In short, bitcoins are digital incentives for performed work (=use of computer resources and energy). Bitcoins have actually left the house (=bitcoin network of computer nodes) as people started to accept bitcoins as payment for real life services and products. As more and more people started to trust the value of bitcoin and accept it as payment method, demand grew and so did the value.
Let me offer a final note on what I started with. The divide between those who hail the arrival of Bitcoin and those who keep warning against it. Who is right?
In my view, it really depends on how you approach it. Could it be that bitcoin is currently overvalued and that a crash is imminent? Could be. Will bitcoin continue to rise and gain even more trust and acceptance? Yeah, why not? But to me this is a bit beside the point.

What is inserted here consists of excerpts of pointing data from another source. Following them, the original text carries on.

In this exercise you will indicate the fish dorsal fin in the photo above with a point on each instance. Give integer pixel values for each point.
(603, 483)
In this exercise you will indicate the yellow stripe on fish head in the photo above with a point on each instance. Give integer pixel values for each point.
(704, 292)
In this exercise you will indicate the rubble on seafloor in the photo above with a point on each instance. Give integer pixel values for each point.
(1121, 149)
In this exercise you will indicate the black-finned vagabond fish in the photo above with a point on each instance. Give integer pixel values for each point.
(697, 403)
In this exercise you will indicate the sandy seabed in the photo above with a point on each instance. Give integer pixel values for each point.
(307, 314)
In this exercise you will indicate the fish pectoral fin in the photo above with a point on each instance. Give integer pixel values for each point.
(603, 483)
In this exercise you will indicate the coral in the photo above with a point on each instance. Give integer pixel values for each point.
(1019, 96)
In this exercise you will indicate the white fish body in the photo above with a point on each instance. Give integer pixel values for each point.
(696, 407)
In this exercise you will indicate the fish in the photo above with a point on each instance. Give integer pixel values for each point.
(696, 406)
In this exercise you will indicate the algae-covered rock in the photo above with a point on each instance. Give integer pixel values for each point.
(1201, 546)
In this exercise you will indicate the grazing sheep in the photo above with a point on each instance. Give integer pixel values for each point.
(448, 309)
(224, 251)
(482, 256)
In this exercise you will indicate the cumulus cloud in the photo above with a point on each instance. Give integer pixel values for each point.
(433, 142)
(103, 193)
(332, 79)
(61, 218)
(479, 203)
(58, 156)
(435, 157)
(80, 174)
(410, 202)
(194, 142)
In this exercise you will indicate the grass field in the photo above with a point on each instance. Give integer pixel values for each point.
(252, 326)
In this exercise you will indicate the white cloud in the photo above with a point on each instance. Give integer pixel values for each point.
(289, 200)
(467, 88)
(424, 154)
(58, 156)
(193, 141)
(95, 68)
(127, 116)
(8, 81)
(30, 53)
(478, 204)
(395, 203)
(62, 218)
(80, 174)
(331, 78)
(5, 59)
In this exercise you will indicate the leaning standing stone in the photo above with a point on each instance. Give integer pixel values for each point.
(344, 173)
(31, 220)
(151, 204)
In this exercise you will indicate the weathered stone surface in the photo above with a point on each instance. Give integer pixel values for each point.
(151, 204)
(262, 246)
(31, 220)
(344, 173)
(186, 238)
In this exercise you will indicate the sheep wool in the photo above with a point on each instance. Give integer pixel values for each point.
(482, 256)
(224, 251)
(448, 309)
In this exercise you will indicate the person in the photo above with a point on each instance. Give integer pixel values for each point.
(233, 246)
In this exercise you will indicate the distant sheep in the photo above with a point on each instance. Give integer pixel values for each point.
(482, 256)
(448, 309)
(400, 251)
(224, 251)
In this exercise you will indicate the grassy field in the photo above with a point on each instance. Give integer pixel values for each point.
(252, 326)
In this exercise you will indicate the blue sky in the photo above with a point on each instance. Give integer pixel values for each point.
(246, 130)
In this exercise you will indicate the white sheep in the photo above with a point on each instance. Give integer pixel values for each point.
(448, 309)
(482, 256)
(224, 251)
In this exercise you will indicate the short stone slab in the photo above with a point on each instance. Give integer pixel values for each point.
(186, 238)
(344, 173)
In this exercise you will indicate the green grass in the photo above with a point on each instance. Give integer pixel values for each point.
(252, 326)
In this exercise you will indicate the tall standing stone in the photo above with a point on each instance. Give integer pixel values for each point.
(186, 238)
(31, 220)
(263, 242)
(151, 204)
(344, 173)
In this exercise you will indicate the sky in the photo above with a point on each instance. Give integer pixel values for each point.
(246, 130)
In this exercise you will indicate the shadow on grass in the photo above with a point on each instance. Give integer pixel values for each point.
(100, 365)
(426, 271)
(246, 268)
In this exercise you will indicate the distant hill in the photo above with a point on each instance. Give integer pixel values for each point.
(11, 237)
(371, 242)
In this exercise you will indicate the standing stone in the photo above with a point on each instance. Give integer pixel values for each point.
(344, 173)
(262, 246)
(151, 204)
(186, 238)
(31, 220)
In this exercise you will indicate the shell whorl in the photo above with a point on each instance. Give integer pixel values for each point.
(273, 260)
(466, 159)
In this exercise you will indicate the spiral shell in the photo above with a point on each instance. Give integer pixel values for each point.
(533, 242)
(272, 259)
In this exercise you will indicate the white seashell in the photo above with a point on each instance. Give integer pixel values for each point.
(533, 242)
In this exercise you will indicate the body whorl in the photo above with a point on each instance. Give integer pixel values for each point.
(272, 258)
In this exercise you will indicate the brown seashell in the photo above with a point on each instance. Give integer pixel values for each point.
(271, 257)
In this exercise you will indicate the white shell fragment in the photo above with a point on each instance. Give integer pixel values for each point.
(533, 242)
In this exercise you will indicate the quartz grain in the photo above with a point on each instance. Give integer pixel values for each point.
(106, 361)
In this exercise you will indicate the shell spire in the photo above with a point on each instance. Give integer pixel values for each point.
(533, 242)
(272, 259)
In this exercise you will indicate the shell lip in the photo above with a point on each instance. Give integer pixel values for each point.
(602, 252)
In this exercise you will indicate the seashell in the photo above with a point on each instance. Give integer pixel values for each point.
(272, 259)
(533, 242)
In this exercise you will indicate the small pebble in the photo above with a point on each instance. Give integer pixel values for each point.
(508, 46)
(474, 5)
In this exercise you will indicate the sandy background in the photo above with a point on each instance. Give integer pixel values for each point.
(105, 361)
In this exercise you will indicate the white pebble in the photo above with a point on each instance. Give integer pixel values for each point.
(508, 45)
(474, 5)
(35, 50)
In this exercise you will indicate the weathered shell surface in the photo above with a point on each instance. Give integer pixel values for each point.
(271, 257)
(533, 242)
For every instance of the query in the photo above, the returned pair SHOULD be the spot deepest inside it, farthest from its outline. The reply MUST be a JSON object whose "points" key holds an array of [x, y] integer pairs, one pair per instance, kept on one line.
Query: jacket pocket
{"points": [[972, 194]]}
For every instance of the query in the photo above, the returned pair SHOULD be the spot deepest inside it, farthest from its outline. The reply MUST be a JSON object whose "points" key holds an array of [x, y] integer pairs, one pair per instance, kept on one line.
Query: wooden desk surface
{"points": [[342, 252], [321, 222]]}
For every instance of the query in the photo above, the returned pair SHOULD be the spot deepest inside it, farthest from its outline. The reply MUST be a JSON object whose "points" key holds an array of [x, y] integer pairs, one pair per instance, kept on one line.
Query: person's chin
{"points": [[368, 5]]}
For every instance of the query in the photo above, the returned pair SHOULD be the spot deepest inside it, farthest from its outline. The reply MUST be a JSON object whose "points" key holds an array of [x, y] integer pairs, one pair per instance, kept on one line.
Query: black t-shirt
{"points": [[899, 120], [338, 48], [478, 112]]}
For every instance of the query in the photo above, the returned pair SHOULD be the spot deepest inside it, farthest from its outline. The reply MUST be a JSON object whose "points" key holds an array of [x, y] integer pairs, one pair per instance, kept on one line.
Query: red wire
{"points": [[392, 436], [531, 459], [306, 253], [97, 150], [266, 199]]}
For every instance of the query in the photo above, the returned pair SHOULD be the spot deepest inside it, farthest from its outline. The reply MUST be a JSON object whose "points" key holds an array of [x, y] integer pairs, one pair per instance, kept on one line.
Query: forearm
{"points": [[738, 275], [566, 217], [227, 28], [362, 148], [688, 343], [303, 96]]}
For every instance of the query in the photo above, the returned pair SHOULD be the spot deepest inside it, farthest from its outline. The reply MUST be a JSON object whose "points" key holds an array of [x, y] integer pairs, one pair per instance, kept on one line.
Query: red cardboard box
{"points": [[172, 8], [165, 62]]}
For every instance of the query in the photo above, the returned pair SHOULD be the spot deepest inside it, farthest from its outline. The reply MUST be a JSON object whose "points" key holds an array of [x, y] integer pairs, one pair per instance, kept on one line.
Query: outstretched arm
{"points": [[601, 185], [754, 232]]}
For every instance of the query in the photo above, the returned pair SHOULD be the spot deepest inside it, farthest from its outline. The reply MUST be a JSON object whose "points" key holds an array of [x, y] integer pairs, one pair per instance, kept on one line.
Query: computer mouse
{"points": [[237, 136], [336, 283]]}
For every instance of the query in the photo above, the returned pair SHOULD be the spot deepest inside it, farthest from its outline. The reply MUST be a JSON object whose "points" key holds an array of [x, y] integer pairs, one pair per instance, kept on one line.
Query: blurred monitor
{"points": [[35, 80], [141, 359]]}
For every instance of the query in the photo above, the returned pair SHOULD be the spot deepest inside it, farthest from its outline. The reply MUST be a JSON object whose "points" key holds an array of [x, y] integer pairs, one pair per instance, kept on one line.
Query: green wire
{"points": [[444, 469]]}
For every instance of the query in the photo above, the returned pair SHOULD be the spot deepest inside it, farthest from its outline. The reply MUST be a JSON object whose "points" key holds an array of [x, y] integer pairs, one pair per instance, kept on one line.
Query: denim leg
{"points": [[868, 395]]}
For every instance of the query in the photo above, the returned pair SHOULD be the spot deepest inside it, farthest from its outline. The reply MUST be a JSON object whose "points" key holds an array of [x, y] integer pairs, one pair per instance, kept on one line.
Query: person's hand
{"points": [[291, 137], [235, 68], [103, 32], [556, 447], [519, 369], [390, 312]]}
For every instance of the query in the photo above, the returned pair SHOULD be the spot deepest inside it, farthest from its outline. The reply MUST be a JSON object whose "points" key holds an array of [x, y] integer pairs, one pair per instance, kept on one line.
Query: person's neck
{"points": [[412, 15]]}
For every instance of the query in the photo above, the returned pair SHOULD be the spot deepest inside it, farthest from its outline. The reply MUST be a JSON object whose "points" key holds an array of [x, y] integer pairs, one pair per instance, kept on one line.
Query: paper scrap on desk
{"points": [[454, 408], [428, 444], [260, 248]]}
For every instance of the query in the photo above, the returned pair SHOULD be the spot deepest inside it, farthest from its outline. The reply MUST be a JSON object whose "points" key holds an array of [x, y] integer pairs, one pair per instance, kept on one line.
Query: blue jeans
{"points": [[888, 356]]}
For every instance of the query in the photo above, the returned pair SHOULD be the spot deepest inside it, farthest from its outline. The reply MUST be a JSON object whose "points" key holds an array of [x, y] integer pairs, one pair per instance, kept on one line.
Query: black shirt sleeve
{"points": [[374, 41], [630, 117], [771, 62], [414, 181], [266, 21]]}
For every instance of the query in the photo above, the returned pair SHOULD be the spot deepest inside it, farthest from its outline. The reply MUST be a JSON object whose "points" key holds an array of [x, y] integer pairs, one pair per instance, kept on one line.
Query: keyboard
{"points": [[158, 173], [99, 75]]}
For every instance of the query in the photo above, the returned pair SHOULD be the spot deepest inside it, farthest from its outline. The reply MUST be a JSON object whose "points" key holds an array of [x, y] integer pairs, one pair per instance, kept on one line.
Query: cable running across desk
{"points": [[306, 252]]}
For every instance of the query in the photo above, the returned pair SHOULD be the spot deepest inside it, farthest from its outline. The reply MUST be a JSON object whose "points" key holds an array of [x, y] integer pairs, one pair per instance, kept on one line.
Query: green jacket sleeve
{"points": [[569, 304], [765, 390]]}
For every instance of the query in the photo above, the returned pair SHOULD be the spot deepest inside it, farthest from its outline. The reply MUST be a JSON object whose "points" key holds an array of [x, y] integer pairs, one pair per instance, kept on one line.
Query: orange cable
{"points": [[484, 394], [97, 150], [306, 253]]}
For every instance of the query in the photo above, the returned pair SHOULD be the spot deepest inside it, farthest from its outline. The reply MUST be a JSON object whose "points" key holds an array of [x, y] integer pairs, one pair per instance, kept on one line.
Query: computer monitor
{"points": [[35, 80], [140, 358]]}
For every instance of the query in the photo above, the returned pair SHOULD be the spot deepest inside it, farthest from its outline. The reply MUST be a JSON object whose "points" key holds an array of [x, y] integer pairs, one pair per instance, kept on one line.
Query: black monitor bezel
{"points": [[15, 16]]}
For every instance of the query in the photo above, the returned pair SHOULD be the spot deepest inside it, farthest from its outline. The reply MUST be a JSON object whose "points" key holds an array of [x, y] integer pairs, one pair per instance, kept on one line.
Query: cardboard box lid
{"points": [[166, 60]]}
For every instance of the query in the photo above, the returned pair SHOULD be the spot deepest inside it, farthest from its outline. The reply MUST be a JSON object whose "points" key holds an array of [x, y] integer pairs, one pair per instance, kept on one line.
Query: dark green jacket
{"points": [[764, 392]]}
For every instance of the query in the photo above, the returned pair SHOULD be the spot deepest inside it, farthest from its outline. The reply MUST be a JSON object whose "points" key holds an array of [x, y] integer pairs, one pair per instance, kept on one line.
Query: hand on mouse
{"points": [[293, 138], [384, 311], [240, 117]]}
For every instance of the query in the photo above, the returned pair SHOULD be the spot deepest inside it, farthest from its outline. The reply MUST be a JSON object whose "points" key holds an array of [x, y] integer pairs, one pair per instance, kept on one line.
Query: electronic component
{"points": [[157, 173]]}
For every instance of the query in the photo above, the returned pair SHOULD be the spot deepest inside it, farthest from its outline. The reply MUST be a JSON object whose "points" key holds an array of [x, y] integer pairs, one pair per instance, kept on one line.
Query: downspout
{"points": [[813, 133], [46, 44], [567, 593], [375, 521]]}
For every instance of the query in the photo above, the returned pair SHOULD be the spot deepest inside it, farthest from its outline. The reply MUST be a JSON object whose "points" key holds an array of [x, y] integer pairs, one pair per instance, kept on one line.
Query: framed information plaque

Currencies may rise and fall, but the key is that Bitcoin represents a system, a technology, a shift in thinking about how financial transactions can be handled, validated, recorded, secured, etc., without the need for banks. You may like it or not, but this move from centralized systems to more decentralized setups is a wave that is already coming and washing over us. At its core, Bitcoin is blockchain technology, which enables decentralization, networks where many network nodes serve some greater purpose, just like Lisa, Marc, Jessica and Peter invented a system to serve the greater purpose of keeping the house clean. Blockchain technology will be the backbone for many other developments, not only those related to financial transactions. It will reshape existing businesses and create completely new ones. Most importantly, it is here to stay, whether Bitcoin (or any of the other digital currencies) will rise or fall.